- Add support for getKernelMaxWorkGroupSize(), getKernelCompileWorkGroupSize(), getKernelPreferredWorkGroupSizeMultiple(), getKernelMinimumPrivateMemSizeInUsePerWorkItem() and getKernelLocalMemSizeInUse()
- Fixed Barriers give inconsistent results on NVIDIA backend.
- New Kernel.compile(...) methods for forcing pre-compilation of a kernel without executing it
- Fixed NPE bug for Kernel.getProfileReportCurrentThread(device) and similar methods
- Fixed bug where ClassModel would throw an error when loaded if boot strap methods were 0.
- Aparapi can now run on any OpenCL version rather than failing on untested versions it produces a warning.
- Updated the following dependency versions: ** com.aparapi: aparapi-jni 1.4.2 -> 1.4.3 ** org.apache.bcel:bcel 6.4.1 -< 6.5.0 ** org.scala-lang:scala-library 2.13.1 -> 2.13.4 ** com.syncleus:syncleus 7 -> 8
- Fixed Potential JVM crash when using multi-dimensional arrays (> 1D)
- Fixed bug causing wrong Aparapi-native library to be loaded.
- Minimum Java JDK compatible is now 1.8 or higher, used to be 1.7
- Updated the following dependency versions: ** com.aparapi: aparapi-jni 1.4.1 -> 1.4.2 ** org.scala-lang: scala-library 2.12.6 -> 2.13.1 ** net.alchim31.maven: scala-maven-plugin 3.4.1 -> 4.3.0 ** org.apache.bcel: bcel 6.2 -> 6.4.1
- If statements with empty blocks and comparisons outside of if or while statements now compile and run on the GPU.

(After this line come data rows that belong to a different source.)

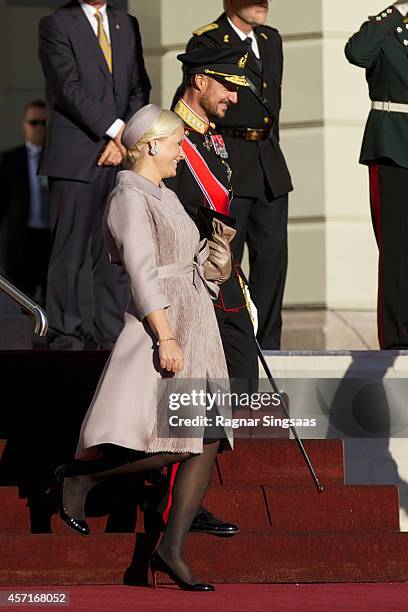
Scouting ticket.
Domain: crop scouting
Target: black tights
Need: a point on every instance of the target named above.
(190, 484)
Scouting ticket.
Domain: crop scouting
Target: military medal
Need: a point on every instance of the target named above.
(219, 145)
(207, 144)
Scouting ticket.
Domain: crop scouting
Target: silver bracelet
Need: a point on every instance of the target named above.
(160, 340)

- Fix kernel management inconsistencies regarding preferred devices management
- Fix Java execution mode with barriers to not deadlock when a thread dies or is interrupted (InterruptedException)

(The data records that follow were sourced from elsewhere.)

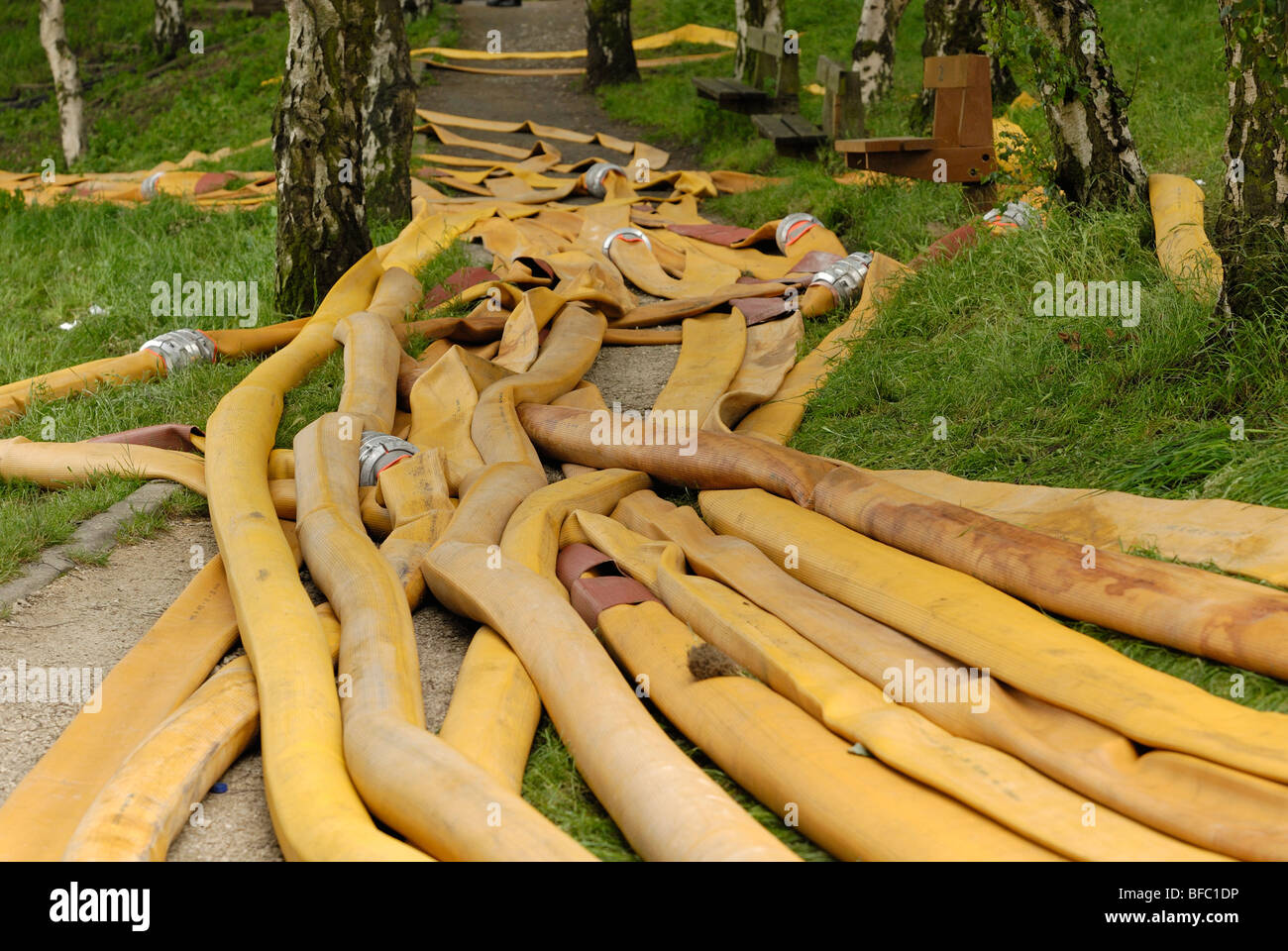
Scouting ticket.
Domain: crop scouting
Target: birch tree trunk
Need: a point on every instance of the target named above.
(954, 27)
(610, 56)
(67, 89)
(874, 47)
(1252, 227)
(387, 118)
(167, 30)
(1096, 158)
(317, 149)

- Fix Java execution mode to fail-fast when Kernel execution fails
- Java execution mode now provides detailed backtraces of failed Kernel threads including passId, groupIds, globalIds and localIds
- Internal translation of bytecode is now facilitated by the BCEL library
- Scala support has been added (see unit tests).

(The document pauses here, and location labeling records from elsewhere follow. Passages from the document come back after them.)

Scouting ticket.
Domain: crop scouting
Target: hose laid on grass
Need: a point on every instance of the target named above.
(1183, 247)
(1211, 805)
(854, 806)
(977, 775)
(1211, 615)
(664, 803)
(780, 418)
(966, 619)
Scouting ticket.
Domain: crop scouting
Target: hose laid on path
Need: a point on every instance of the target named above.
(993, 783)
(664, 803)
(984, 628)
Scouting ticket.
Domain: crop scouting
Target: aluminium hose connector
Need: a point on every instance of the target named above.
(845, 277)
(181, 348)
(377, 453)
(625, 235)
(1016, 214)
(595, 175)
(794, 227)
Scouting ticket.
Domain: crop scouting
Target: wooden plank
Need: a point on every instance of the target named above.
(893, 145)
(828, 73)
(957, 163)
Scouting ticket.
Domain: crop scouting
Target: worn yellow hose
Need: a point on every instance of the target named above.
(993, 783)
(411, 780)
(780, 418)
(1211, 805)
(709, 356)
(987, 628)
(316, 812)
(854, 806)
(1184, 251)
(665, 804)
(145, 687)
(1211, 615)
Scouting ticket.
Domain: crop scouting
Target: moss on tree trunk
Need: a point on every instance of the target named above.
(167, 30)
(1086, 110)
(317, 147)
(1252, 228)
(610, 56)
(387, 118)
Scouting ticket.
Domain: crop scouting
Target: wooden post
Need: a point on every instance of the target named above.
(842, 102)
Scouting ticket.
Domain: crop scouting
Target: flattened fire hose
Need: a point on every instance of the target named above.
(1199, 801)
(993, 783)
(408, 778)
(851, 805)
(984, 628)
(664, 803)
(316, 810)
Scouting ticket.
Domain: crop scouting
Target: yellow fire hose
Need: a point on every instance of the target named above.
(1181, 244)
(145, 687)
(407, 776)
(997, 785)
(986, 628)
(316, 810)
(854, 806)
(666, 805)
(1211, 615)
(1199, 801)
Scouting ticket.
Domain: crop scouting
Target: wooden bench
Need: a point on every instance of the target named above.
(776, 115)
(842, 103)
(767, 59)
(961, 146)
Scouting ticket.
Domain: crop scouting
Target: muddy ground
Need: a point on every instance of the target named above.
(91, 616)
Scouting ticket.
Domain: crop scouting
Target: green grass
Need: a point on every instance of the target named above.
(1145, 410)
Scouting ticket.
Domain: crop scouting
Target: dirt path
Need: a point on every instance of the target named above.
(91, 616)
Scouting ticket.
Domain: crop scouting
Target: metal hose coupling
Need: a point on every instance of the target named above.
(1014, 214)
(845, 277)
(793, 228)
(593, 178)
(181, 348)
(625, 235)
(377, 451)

- Fix arrays of AtomicInteger stored on local variables no longer fail with type cast exception while generating OpenCL (support for I_ALOAD_0,1,2,3 bytecode instructions)
- Fixed local arrays handling 1D and ND, to cope with arrays resizing across kernel executions
- Significant speed-up on discrete GPUs with dedicated memory - OpenCLDevice.setSharedMemory(false)
- Now supports efficient execution on discrete GPU and other devices with dedicated memory
- Support for OpenCLDevice configurator/configure API
- Updated KernelManager to facilitate class extensions having constructors with non static parameters
- Enable kernel profiling and execution simultaneously on multiple devices (multiple threads calling same kernel class on multiple devices)
- Fixed JVM crash when multi-dimensional arrays were used in Local memory (2D and 3D local arrays are now supported)
- Fixed bug where signed integer constants were being interpreted as unsigned values during Codegen.
- Fully support barrier() - localBarrier(), globalBarrier() and localGlobalBarrier() on OpenCL 1.2 and later.
- Improved exception handling, stack traces no longer double print and Error and other throwables are never caught.
- Fix issue causing SEVERE log messages on Aparapi kernel profiling under multithreading.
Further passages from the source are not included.